Ciò è essenzialmente dovuto al fatto che non sappiamo dove certi FLA si verificano e le cosiddette “zone di ricorrenza” delle Earthlights sono spesso in luoghi lontani, come ad es. la valle norvegese di Hessdalen dove, l’esperienza insegna, è fisicamente difficile collocare strumenti e raccogliere dati. Senza parlare della scarsità di mezzi finanziari per meglio indagare il fenomeno.

Il primo articolo pubblicato dal JSE è:

Paiva S. Jarson & Taft C.A., “Hessdalen Lights and Piezoelectricity from Rock Strain”, riv. Journal of Scientific Exploration, vol. 25, n. 2, 2 febbraio 2011, pp. 273-279.
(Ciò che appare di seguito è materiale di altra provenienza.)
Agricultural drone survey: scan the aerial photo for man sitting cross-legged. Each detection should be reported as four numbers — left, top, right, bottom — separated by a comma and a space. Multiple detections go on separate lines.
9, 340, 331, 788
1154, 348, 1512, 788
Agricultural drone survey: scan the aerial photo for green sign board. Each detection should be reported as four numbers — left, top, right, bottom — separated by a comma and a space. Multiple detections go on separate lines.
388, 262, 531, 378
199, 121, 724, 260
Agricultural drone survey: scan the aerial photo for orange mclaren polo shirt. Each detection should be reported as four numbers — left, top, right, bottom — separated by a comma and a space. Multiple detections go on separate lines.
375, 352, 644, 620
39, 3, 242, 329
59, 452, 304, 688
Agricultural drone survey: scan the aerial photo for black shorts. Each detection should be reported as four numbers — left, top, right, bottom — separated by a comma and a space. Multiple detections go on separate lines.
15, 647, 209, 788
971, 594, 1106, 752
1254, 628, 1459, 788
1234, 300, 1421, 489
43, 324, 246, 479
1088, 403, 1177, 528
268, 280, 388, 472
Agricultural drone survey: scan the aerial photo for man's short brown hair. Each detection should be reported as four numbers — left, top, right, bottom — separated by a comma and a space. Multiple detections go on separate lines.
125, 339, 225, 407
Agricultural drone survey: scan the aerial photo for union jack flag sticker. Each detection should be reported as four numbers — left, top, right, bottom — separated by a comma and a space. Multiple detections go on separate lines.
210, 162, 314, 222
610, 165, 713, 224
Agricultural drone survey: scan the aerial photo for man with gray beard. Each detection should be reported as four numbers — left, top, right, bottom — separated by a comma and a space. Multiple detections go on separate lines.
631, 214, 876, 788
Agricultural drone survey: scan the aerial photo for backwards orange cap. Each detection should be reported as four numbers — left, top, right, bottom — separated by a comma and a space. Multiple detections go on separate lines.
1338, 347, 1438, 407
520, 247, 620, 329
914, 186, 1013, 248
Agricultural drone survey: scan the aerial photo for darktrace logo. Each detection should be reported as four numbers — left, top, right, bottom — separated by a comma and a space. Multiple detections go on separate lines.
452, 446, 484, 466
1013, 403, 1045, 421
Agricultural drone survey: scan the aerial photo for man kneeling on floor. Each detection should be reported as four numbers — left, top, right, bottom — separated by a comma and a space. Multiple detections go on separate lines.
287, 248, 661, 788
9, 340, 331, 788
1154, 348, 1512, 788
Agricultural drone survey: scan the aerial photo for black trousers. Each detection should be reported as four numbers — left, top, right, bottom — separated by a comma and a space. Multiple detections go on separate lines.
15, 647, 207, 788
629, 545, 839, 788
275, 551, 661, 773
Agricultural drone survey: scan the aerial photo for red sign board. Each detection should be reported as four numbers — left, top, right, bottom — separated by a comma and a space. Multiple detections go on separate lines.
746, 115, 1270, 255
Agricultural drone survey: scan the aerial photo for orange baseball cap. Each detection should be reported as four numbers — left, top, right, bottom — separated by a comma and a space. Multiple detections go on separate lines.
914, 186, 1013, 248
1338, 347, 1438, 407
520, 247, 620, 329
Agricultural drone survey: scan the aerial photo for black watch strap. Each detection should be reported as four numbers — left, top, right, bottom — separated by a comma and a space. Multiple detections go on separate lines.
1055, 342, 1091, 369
In questo articolo gli Autori tornano a parlare della loro ipotesi “Dusty Plasma Theory” di cui avevo dato informazione su questo blog, e suggeriscono che la piezoelettricità del quarzo, spesso portata a spiegazione di alcune Earthlights, non può spiegare certe particolari peculiarità assunte dal fenomeno luminoso di Hessdalen (HP), come la presenza di strutture geometriche di luce.

Gli Autori precisano che siamo spesso di fronte ad osservazioni di tipo contraddittorio ed altrettante spiegazioni, dove comunque l’ipotesi piezoelettrica ha assunto una maggiore credibilità.

Questa ipotesi però non basterebbe a spiegare tutti i comportamenti del fenomeno.

Un primo limite di questo articolo potrebbe proprio essere nel fatto che per documentare queste strutture geometriche a “bassa intensità luminosa” (?), si faccia riferimento a due immagini tratte da un video dell’astrofisico Teodorani (2004) che ha fatto molto discutere a quel tempo.

Vero è che disponendo di una quantità davvero limitata di immagini del fenomeno Hessdalen una tale scelta può essere comprensibile, ma non può essere attuata semplicemente eliminando i dubbi per via dialettica, circa un’immagine che non è attendibile al 100%. Non basta solo affermare che : “… is not a result of videocamera pixilation effects, since the same kind of shape is recorded by conventional photography” (p. 276).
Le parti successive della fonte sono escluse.